This project implements a MIPS assembler. In Phase1 we scan the test case once and store the labels and their corresponding addresses in a LabelTable. In the phase2 we first put the binary representation form of each RIJ instructions and registers into maps. Utimately we can assemble the instructions inside the test case file with the help of assembler and translater.
make
./tester testfile.asm output.txt expectedoutput.txt
make clean
we use instringstream to access the commponents in the line. If line is blank or comment, we ignore this line and move to the next line. Otherwise we check if the is a ':' among the line, if yes we the label before ':' symbol and its corresponding address.
we set up a bool indicater "is_text" to indicate if we are in the region of .text.
we use isstringstream to sparse the line components. If we find the line is a blank line or a totally comment, we simply skip the line.
we define a new type "LabelTable" to be a map that takes string type as key and int type as value. So once we detect ':' within the line we can store the content before ':' as label, and its corresponding address as its value to the LabelTable.

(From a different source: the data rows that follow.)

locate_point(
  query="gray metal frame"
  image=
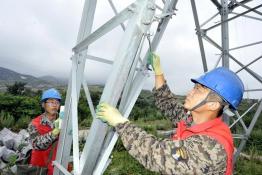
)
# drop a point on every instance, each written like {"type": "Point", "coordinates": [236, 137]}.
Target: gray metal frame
{"type": "Point", "coordinates": [224, 9]}
{"type": "Point", "coordinates": [129, 73]}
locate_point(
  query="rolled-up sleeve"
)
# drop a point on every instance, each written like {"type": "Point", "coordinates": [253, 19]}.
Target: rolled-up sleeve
{"type": "Point", "coordinates": [39, 142]}
{"type": "Point", "coordinates": [169, 105]}
{"type": "Point", "coordinates": [195, 155]}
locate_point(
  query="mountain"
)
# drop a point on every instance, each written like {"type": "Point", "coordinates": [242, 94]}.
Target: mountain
{"type": "Point", "coordinates": [8, 76]}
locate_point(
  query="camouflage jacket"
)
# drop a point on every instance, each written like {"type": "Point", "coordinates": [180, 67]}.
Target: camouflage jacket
{"type": "Point", "coordinates": [198, 154]}
{"type": "Point", "coordinates": [41, 142]}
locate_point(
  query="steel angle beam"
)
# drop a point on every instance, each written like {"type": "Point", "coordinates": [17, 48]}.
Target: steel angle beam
{"type": "Point", "coordinates": [107, 27]}
{"type": "Point", "coordinates": [249, 129]}
{"type": "Point", "coordinates": [200, 41]}
{"type": "Point", "coordinates": [65, 138]}
{"type": "Point", "coordinates": [137, 26]}
{"type": "Point", "coordinates": [225, 55]}
{"type": "Point", "coordinates": [133, 90]}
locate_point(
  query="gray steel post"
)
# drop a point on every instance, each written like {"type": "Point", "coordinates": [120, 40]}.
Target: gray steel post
{"type": "Point", "coordinates": [134, 90]}
{"type": "Point", "coordinates": [65, 138]}
{"type": "Point", "coordinates": [224, 34]}
{"type": "Point", "coordinates": [199, 33]}
{"type": "Point", "coordinates": [137, 26]}
{"type": "Point", "coordinates": [250, 128]}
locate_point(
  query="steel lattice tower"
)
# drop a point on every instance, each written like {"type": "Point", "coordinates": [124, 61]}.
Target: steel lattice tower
{"type": "Point", "coordinates": [129, 72]}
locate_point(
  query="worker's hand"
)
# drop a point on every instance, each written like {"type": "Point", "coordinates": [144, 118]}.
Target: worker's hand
{"type": "Point", "coordinates": [56, 129]}
{"type": "Point", "coordinates": [109, 114]}
{"type": "Point", "coordinates": [154, 61]}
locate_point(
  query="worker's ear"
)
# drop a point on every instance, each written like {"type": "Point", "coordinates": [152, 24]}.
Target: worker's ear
{"type": "Point", "coordinates": [213, 106]}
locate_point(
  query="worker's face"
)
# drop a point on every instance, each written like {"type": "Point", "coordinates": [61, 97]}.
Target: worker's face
{"type": "Point", "coordinates": [51, 107]}
{"type": "Point", "coordinates": [195, 96]}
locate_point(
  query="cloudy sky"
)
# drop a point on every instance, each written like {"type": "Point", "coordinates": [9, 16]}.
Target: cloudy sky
{"type": "Point", "coordinates": [36, 38]}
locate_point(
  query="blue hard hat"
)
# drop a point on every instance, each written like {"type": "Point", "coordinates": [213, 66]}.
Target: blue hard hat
{"type": "Point", "coordinates": [225, 83]}
{"type": "Point", "coordinates": [51, 93]}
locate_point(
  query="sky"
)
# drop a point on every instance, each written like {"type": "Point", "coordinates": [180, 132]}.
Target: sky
{"type": "Point", "coordinates": [37, 37]}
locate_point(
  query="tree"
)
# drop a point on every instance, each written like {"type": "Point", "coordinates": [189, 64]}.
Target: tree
{"type": "Point", "coordinates": [17, 88]}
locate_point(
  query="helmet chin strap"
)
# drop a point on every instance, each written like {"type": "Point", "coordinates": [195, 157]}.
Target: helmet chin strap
{"type": "Point", "coordinates": [204, 101]}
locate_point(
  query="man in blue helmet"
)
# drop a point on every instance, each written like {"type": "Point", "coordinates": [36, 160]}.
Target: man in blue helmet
{"type": "Point", "coordinates": [44, 131]}
{"type": "Point", "coordinates": [202, 143]}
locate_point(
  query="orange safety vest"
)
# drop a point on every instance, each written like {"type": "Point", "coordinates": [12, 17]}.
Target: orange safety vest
{"type": "Point", "coordinates": [40, 157]}
{"type": "Point", "coordinates": [216, 129]}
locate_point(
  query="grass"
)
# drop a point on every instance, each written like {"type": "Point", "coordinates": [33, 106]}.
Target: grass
{"type": "Point", "coordinates": [123, 164]}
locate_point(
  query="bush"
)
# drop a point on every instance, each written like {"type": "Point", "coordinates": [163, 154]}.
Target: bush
{"type": "Point", "coordinates": [6, 120]}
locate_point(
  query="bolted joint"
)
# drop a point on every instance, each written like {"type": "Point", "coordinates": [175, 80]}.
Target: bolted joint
{"type": "Point", "coordinates": [151, 6]}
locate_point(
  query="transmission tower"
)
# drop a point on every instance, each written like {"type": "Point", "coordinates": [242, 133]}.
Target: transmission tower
{"type": "Point", "coordinates": [129, 72]}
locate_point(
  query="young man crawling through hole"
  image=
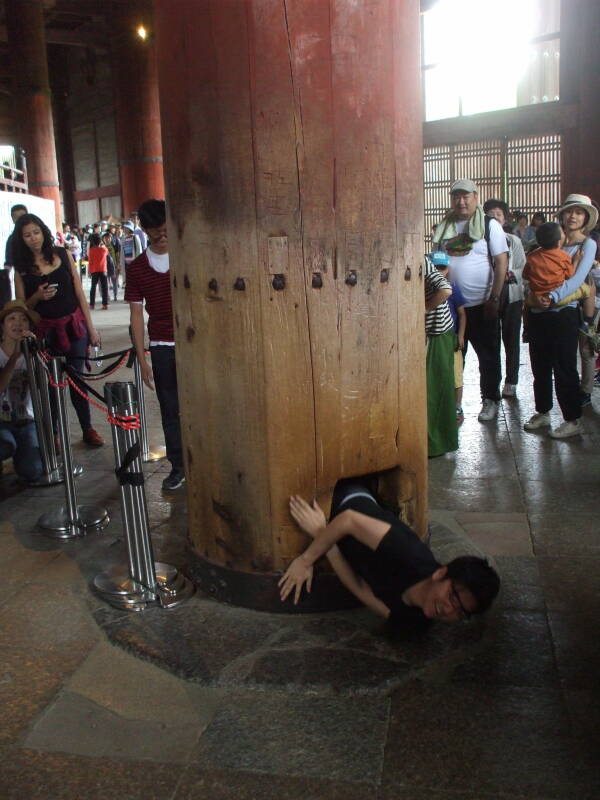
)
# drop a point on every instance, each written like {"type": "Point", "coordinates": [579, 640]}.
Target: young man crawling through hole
{"type": "Point", "coordinates": [384, 563]}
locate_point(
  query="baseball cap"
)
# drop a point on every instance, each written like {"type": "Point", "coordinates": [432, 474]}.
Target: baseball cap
{"type": "Point", "coordinates": [464, 185]}
{"type": "Point", "coordinates": [439, 258]}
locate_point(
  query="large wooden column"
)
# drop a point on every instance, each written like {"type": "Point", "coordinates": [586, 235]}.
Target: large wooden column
{"type": "Point", "coordinates": [293, 165]}
{"type": "Point", "coordinates": [27, 45]}
{"type": "Point", "coordinates": [137, 109]}
{"type": "Point", "coordinates": [579, 69]}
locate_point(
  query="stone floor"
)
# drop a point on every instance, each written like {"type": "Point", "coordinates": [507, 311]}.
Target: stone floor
{"type": "Point", "coordinates": [213, 702]}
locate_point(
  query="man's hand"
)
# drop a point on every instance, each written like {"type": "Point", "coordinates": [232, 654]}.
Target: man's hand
{"type": "Point", "coordinates": [538, 300]}
{"type": "Point", "coordinates": [146, 371]}
{"type": "Point", "coordinates": [310, 518]}
{"type": "Point", "coordinates": [297, 574]}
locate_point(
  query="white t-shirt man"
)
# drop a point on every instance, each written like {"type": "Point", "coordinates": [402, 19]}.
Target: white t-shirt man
{"type": "Point", "coordinates": [473, 273]}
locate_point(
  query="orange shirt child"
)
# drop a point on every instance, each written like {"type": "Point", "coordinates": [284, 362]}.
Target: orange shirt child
{"type": "Point", "coordinates": [549, 266]}
{"type": "Point", "coordinates": [547, 270]}
{"type": "Point", "coordinates": [97, 259]}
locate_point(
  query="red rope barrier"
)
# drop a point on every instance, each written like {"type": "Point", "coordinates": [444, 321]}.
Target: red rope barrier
{"type": "Point", "coordinates": [127, 422]}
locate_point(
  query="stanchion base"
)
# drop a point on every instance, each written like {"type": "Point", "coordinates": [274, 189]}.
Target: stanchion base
{"type": "Point", "coordinates": [119, 590]}
{"type": "Point", "coordinates": [51, 479]}
{"type": "Point", "coordinates": [57, 523]}
{"type": "Point", "coordinates": [156, 454]}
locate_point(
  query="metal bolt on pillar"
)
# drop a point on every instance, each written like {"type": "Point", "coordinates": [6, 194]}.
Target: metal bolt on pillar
{"type": "Point", "coordinates": [71, 520]}
{"type": "Point", "coordinates": [158, 452]}
{"type": "Point", "coordinates": [146, 582]}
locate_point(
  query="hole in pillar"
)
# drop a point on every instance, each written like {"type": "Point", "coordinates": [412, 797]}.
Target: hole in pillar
{"type": "Point", "coordinates": [394, 489]}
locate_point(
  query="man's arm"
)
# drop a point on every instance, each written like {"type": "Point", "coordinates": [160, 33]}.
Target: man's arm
{"type": "Point", "coordinates": [136, 312]}
{"type": "Point", "coordinates": [365, 529]}
{"type": "Point", "coordinates": [355, 584]}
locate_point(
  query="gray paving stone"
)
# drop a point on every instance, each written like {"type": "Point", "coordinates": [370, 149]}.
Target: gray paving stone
{"type": "Point", "coordinates": [515, 650]}
{"type": "Point", "coordinates": [569, 535]}
{"type": "Point", "coordinates": [224, 785]}
{"type": "Point", "coordinates": [577, 648]}
{"type": "Point", "coordinates": [484, 739]}
{"type": "Point", "coordinates": [287, 734]}
{"type": "Point", "coordinates": [74, 724]}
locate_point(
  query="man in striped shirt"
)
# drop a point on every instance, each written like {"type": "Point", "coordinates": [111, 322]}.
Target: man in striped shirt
{"type": "Point", "coordinates": [442, 435]}
{"type": "Point", "coordinates": [148, 279]}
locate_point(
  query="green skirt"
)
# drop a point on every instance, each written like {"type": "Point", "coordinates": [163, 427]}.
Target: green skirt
{"type": "Point", "coordinates": [442, 430]}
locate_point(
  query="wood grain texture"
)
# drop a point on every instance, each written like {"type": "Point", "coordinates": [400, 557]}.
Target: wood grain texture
{"type": "Point", "coordinates": [292, 152]}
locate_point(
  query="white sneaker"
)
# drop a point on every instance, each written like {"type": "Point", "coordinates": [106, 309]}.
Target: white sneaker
{"type": "Point", "coordinates": [567, 429]}
{"type": "Point", "coordinates": [489, 410]}
{"type": "Point", "coordinates": [537, 421]}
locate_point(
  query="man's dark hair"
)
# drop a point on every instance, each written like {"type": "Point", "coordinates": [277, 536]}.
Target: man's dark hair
{"type": "Point", "coordinates": [548, 235]}
{"type": "Point", "coordinates": [493, 203]}
{"type": "Point", "coordinates": [21, 254]}
{"type": "Point", "coordinates": [152, 214]}
{"type": "Point", "coordinates": [478, 576]}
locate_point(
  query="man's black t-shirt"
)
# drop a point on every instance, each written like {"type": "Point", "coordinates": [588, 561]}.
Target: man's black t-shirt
{"type": "Point", "coordinates": [400, 561]}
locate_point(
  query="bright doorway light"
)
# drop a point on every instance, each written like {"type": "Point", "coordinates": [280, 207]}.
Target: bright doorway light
{"type": "Point", "coordinates": [479, 51]}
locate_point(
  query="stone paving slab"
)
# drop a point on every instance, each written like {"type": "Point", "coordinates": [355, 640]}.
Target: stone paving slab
{"type": "Point", "coordinates": [74, 724]}
{"type": "Point", "coordinates": [200, 784]}
{"type": "Point", "coordinates": [479, 739]}
{"type": "Point", "coordinates": [57, 776]}
{"type": "Point", "coordinates": [297, 735]}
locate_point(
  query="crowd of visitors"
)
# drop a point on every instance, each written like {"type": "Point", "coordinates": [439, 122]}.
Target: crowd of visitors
{"type": "Point", "coordinates": [508, 273]}
{"type": "Point", "coordinates": [51, 305]}
{"type": "Point", "coordinates": [490, 275]}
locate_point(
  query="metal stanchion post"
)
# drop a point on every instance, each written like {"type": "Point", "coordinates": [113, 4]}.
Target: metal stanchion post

initially we set the variable "Label_idx" 0, every time we pass a valid line we add Label_idx with 1. So for each label there address is the Label_idx when visiting the its first follow up valid line.
if (!Comment_blank_detector(line) && is_text && line != ".text")
{
//find the ":"
if (p1.find(':') != string::npos) {
//store the label in the LabelTable
int pos = p1.find(':');
string Lable = p1.substr(0, pos);
LableMap[Lable] = Label_idx;
continue;
}
if (p2.empty())
{
continue;
}
p2= "";
Label_idx += 1;
graph TD;
A(Check if in .text)-->B(check if line is valid) --Not valid line-->Skip;
B--valid line-->E(check if there is label)--yes-->D(Store info in Data Structure);
E --No-->F(Label_idx+=1)
In Phase2, we use "Instruction_map" to store each instruction and their corresponding binary form string. Then we use "Inst_type_map" to store the instructions' type and "Reg_map" to store each registers with corresponding binary numbers. To make it easy when translating the instruction we also map instructions parse sequence in the "extraction_order" map. Then we will be able to starting assemble translating the instructions.
In our instruction map, we store the binary segments we already know and we use variable to temporarily represent the binary segments not known yet. For example for "add" instruction we store it to the Instruction_map like this:
Instruction_map["add"] = "000000ssssstttttddddd00000100000";
Which means that its opcode is "000000", sa = "00000", function = "100000". Same Logic for other instructions.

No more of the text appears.